# Quick show of hands....



## Vance Henry (Apr 4, 2015)

Gap shooters vs. Instinctive shooters.


----------



## Todd Cook (Apr 4, 2015)

I've done both. And tried some other stuff too. Without making too long of a story, I started out instinctive and shot that way for years. I switched to 3 under and eventually started noticing the arrow. So, I started using the arrow; worked great for a while, then got totally screwed up, and now have gone back to instinctive. And may go back to split finger.


----------



## Skunkhound (Apr 4, 2015)

I'm somewhere in between. Ive read the term "gapstinctive" somewhere, and I think that's about right. I can gap at close distances, 15yds and under, but if I try gapping at further distances, I can't seem to keep my tip still. So I focus on the "spot" more, but my arrow is still in my periphery, and does play a part in my aiming process. 
 When shooting moving targets, I suprise myself that I can actually hit them with a purely insticive snap shot, where there is no time to aim. But if I have time to aim, I always do.


----------



## AnAvidArcher (Apr 4, 2015)

Instinctive, never really tried out gap much.


----------



## Bonaire-Dave (Apr 5, 2015)

If you have to think about it, it's probably not traditional.


----------



## dutchman (Apr 5, 2015)

Instinctive and split finger. It has worked pretty well for me.


----------



## Stump Shooter (Apr 5, 2015)

I'm with Todd, I was instinctive and done pretty good. No thoughts about the shot, holding the arrow in a certain place, three anchor points. Then I started experimenting and my gears got really screwed up.

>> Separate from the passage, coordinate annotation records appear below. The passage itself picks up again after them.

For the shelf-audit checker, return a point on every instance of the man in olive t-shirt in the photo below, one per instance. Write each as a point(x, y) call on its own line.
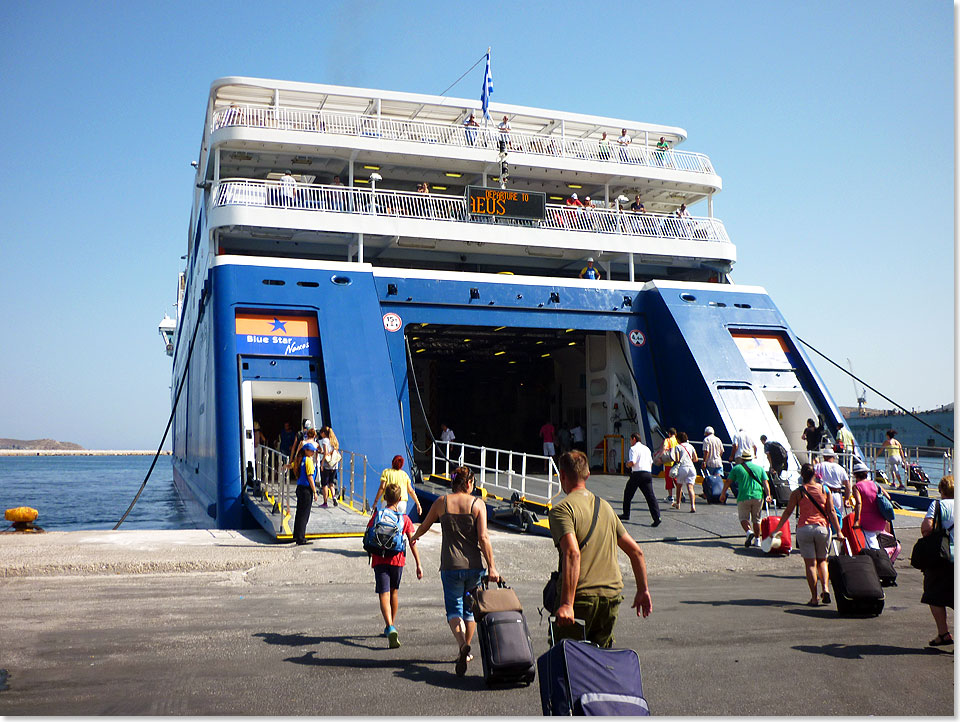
point(591, 583)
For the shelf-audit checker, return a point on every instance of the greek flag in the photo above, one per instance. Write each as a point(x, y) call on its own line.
point(487, 90)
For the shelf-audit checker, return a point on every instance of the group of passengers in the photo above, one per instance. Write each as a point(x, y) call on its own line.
point(822, 499)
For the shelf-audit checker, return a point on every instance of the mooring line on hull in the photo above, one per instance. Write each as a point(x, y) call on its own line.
point(173, 412)
point(851, 374)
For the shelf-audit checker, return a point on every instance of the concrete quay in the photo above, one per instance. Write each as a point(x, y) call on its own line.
point(206, 622)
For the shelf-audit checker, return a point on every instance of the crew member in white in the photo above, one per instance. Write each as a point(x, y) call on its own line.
point(640, 478)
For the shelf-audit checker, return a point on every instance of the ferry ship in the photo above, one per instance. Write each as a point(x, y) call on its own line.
point(322, 283)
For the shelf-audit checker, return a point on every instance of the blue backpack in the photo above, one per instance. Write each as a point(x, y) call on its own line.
point(385, 536)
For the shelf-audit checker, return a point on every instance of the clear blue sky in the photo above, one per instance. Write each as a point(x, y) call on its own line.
point(830, 123)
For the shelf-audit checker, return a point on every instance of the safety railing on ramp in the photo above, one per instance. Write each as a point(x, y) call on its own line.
point(501, 472)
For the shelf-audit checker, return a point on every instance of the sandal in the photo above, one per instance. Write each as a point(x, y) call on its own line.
point(461, 668)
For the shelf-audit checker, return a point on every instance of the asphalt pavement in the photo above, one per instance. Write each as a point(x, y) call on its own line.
point(231, 623)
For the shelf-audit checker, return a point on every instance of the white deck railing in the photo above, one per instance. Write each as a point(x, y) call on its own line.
point(456, 135)
point(499, 471)
point(424, 206)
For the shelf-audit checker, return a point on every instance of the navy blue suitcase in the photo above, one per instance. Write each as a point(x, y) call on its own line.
point(712, 485)
point(579, 678)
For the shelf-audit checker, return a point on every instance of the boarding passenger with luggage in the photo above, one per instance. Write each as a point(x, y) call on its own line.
point(640, 463)
point(464, 545)
point(834, 477)
point(813, 532)
point(866, 512)
point(587, 532)
point(752, 489)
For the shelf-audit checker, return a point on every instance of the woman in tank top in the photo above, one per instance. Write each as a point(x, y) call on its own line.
point(464, 545)
point(813, 530)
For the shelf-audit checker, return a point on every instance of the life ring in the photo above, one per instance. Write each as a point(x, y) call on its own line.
point(21, 514)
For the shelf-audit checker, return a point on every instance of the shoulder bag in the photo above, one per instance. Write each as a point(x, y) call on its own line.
point(551, 591)
point(933, 550)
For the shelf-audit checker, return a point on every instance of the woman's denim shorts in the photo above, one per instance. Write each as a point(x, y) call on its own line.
point(456, 582)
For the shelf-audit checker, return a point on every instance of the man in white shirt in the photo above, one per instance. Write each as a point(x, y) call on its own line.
point(712, 452)
point(835, 478)
point(576, 437)
point(743, 440)
point(640, 478)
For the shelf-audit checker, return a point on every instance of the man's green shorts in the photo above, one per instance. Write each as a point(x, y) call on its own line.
point(599, 615)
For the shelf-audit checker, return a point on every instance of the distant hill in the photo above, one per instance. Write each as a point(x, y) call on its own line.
point(39, 445)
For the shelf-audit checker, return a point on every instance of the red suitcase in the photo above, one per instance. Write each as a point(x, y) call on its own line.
point(854, 536)
point(767, 525)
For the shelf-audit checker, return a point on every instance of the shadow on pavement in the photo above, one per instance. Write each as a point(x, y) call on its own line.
point(302, 640)
point(413, 669)
point(861, 651)
point(740, 602)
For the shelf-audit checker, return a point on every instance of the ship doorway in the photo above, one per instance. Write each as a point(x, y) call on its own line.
point(267, 405)
point(497, 386)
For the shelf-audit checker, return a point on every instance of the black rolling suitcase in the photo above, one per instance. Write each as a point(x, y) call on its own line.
point(856, 585)
point(505, 649)
point(883, 565)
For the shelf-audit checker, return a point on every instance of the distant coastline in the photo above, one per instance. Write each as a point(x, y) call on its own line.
point(80, 452)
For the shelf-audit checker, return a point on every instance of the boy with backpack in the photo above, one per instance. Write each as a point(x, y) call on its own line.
point(384, 541)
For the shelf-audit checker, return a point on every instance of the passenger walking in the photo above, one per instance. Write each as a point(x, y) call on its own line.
point(812, 434)
point(591, 587)
point(388, 570)
point(330, 449)
point(938, 581)
point(686, 471)
point(591, 272)
point(396, 475)
point(306, 490)
point(712, 452)
point(752, 489)
point(776, 457)
point(464, 545)
point(640, 463)
point(866, 515)
point(893, 450)
point(813, 535)
point(665, 460)
point(834, 477)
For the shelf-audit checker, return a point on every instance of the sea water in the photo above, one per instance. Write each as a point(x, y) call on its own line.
point(92, 492)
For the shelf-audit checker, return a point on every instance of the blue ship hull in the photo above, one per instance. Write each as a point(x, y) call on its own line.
point(681, 340)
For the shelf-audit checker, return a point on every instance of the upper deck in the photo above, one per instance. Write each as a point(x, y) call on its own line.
point(357, 157)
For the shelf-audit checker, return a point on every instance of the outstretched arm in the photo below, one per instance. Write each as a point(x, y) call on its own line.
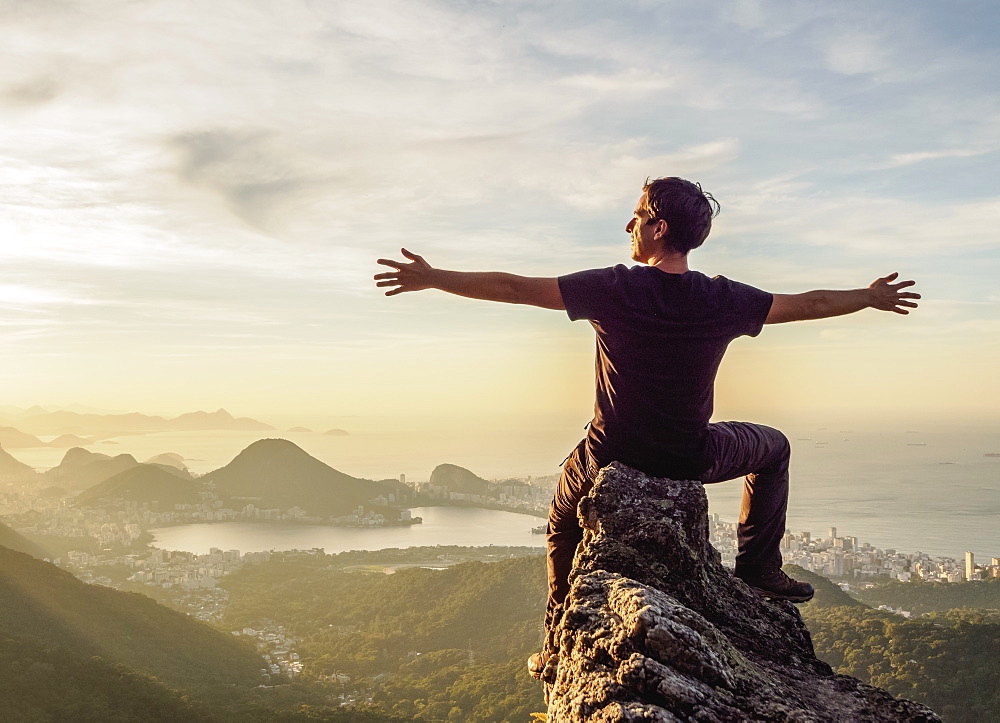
point(881, 294)
point(487, 285)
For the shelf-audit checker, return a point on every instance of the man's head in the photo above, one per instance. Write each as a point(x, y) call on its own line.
point(686, 210)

Slowly getting  back to where I was now. I get a certain look, or picture as it has been explained by some without worrying about distance and I let the arrow go, much more fun this way to me, and it works. I do hit the same anchor but try not to worry about it to much, I just want to get that certain look and it's gone.


----------



## Todd Cook (Apr 5, 2015)

Blairsville-Dave said:


> If you have to think about it, it's probably not traditional.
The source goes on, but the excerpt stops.